The Cubs finished May with the worst record in the majors — but not their worst opening two-month record under Ricketts family ­ownership. The Cubs’ records through May (and final season records) in that span:

Year 2 months Pct. Final

2014 20-33 .377 ??

2013 23-30 .434 66-96

2012 18-32 .360 61-101

2011 23-30 .434 71-91

2010 24-28 .462 75-87

Updated: July 2, 2014 3:06PM



MILWAUKEE — What’s Jason Hammel going to do when he doesn’t have the Milwaukee Brewers to kick around anymore?

Better yet, what are the Cubs going to do when they don’t have Hammel to send out to pitch every fifth day?

As the calendar flips to June, this year’s “flip” guy on the pitching staff is on the clock.

The right-hander’s seven scoreless innings in an 8-0 victory against the Brewers on Saturday at Miller Park served notice that his bruised pitching hand is fully healed — and, perhaps, that his value is rising as teams start making their plans for the trade deadline.

“I know my own value,” said Hammel (6-3, 2.78 ERA), who improved his career record against the Brewers to 5-0. “And my value right now is in here for the Cubs.

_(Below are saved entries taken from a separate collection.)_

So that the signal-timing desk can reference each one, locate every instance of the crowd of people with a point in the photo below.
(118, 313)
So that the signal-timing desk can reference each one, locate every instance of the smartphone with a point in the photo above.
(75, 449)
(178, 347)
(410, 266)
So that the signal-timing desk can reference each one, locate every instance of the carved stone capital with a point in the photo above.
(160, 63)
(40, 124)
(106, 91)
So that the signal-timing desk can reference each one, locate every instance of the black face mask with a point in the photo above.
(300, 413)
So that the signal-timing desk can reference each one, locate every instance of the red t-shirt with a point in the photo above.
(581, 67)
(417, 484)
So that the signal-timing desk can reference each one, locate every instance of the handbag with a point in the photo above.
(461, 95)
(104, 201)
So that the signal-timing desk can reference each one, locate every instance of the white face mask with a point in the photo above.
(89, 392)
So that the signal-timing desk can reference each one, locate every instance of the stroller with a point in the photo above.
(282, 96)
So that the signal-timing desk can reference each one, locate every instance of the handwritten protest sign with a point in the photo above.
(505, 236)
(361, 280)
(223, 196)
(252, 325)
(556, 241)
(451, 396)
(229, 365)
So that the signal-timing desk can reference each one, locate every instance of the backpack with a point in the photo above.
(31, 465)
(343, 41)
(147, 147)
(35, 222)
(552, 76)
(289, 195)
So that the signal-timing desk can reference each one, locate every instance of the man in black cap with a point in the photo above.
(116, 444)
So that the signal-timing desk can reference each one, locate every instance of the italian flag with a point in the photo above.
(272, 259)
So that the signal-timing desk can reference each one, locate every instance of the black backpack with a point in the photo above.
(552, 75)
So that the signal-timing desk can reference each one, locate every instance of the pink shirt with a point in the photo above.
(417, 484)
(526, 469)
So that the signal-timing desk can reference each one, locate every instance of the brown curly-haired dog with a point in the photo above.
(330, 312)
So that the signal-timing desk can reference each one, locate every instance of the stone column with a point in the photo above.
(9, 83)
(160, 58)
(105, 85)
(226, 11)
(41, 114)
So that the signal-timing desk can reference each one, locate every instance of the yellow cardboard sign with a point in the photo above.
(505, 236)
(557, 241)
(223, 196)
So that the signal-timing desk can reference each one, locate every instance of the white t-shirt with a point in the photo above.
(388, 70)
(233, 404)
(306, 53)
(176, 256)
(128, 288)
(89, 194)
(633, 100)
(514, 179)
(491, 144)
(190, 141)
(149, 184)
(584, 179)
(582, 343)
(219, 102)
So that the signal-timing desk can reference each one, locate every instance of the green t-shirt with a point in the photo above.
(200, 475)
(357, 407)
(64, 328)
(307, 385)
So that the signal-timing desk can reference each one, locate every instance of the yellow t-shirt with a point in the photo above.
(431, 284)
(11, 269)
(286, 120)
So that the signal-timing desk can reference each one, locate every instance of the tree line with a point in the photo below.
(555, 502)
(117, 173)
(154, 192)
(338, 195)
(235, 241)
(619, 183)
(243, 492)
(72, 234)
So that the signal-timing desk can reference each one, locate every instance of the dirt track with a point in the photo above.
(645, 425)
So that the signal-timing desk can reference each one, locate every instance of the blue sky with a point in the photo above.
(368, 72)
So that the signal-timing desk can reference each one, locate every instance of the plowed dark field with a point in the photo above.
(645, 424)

I’m not going to play into the whole trade talk.”

He doesn’t have to. His one-year, $6 million contract made him this year’s Scott Feldman, who went from a one-year contract last year to a July 2 trade to the Baltimore Orioles and into a pennant race.

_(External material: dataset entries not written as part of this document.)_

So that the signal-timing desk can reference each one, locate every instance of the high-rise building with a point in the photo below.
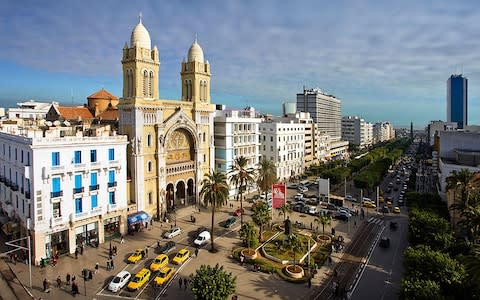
(457, 97)
(324, 109)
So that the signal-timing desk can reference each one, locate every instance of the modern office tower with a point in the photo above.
(65, 185)
(357, 131)
(171, 141)
(236, 134)
(324, 109)
(457, 100)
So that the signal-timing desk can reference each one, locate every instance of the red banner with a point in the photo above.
(278, 195)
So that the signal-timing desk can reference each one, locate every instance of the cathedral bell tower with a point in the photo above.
(141, 66)
(195, 76)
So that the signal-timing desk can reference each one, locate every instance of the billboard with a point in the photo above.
(278, 195)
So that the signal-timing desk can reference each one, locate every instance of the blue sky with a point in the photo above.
(386, 60)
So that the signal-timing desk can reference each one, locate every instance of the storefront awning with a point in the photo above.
(138, 217)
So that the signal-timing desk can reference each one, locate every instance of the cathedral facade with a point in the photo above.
(170, 141)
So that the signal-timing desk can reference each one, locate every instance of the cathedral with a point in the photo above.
(170, 141)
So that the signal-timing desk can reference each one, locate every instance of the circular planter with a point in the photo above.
(249, 253)
(324, 239)
(294, 271)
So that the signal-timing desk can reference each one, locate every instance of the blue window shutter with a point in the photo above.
(78, 181)
(56, 184)
(94, 200)
(93, 178)
(111, 176)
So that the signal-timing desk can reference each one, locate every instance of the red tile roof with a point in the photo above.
(74, 113)
(102, 94)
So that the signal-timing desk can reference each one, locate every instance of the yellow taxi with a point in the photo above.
(164, 275)
(136, 256)
(139, 280)
(181, 256)
(159, 262)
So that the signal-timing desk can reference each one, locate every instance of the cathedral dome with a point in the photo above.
(141, 36)
(195, 53)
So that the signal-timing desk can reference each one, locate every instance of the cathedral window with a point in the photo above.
(145, 83)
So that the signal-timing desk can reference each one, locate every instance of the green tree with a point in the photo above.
(426, 227)
(435, 265)
(324, 220)
(241, 176)
(267, 175)
(249, 234)
(420, 289)
(284, 210)
(295, 245)
(212, 283)
(214, 193)
(261, 216)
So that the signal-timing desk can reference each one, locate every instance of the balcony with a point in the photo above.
(78, 190)
(112, 184)
(56, 194)
(94, 187)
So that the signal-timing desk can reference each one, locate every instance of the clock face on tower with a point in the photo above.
(179, 147)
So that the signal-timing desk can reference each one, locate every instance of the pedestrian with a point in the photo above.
(45, 286)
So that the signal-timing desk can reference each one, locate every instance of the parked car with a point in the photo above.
(139, 279)
(164, 275)
(229, 222)
(165, 248)
(385, 242)
(181, 256)
(202, 238)
(159, 262)
(172, 232)
(119, 281)
(136, 256)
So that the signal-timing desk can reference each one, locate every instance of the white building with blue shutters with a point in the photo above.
(64, 184)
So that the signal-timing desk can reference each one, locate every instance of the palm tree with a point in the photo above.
(248, 232)
(267, 175)
(215, 193)
(324, 220)
(241, 176)
(284, 210)
(295, 245)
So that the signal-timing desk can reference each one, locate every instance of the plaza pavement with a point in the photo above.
(250, 285)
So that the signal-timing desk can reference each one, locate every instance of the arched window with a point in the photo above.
(150, 84)
(145, 83)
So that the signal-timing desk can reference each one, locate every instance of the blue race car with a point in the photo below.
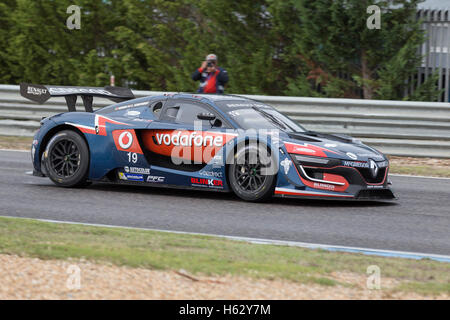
(200, 141)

It wouldn’t be a surprise to see somebody else jump the trade market again to go after someone such as Hammel, especially after he showed he’s over the bone bruise on the back of his pitching hand he suffered May 20 in a victory against the Yankees that came back to hamper him in a loss Sunday in San Diego.

Coincidentally, it was Feldman who recommended the Cubs to Hammel after they became Orioles teammates and Hammel was looking at free agency coming off two injury-hampered seasons.

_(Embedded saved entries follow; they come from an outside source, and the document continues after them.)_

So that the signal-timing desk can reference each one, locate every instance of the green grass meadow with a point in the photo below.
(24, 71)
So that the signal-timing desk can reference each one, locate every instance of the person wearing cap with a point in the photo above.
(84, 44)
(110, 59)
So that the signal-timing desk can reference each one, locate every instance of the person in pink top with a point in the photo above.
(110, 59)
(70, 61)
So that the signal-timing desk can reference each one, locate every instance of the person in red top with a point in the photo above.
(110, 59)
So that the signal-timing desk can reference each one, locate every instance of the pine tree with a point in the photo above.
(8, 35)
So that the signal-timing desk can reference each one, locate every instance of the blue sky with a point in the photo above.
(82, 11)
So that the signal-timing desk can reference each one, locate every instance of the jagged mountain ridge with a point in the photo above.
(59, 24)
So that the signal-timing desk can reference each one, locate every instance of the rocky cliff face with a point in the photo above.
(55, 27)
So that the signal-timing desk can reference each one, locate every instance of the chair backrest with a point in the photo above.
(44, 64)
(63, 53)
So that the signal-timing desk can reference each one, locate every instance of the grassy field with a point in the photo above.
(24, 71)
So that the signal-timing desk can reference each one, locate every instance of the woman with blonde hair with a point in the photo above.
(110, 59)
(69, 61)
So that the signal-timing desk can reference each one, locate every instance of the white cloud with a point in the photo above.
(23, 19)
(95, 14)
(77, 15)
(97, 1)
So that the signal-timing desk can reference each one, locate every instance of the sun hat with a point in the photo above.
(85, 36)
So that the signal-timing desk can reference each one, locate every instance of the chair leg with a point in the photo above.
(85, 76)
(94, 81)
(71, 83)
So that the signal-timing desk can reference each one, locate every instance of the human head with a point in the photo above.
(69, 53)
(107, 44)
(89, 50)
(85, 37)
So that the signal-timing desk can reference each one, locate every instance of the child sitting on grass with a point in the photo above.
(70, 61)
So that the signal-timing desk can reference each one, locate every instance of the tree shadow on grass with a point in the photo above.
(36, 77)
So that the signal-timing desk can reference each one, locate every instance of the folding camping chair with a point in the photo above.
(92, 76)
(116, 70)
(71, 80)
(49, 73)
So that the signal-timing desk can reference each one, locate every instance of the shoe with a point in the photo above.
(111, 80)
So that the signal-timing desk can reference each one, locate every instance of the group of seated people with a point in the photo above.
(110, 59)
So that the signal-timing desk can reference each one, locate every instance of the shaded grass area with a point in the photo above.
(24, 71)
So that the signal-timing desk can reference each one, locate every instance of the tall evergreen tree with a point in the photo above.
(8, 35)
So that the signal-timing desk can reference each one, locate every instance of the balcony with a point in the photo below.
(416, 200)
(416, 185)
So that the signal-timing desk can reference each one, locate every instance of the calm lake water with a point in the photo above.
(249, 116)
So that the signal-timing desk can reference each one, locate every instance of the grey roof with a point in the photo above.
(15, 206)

With the Cubs still owning the worst record in the majors as they finish a three-city, 10-game road trip Sunday, Hammel and Sunday’s starter, Jeff Samardzija, are looking like two of the top pitchers on the summer trade block.

They’re also by far the two best performers in the Cubs’ rotation. Once they’re traded, what happens then?

“That’s a great question. But I think I’ll cross that bridge — if I have to cross that bridge — when I get to it,” first-year manager Rick Renteria said.

“We all know that the club is made up of a lot of different ­players, and there are guys that are on the club that are special components of the team. I hope we’re always able to handle the adjustments to the changes that occur, if they should occur.”

NOTES: The day after getting his lone game off of the season, first baseman Anthony Rizzo delivered a pair of two-run homers off Brewers starter Wily Peralta for the Cubs’ first four runs.

◆ Shortstop Starlin Castro caught wind of Rick Renteria’s plan to give him a day off Sunday and lobbied successfully to stay in the lineup through the weekend. He is the only Cub who has played in every game.

◆ Jason Hammel has a 1.85 ERA in six career starts against the Brewers. This year he is 2-0 with 15 strikeouts in 14 scoreless ­innings against them.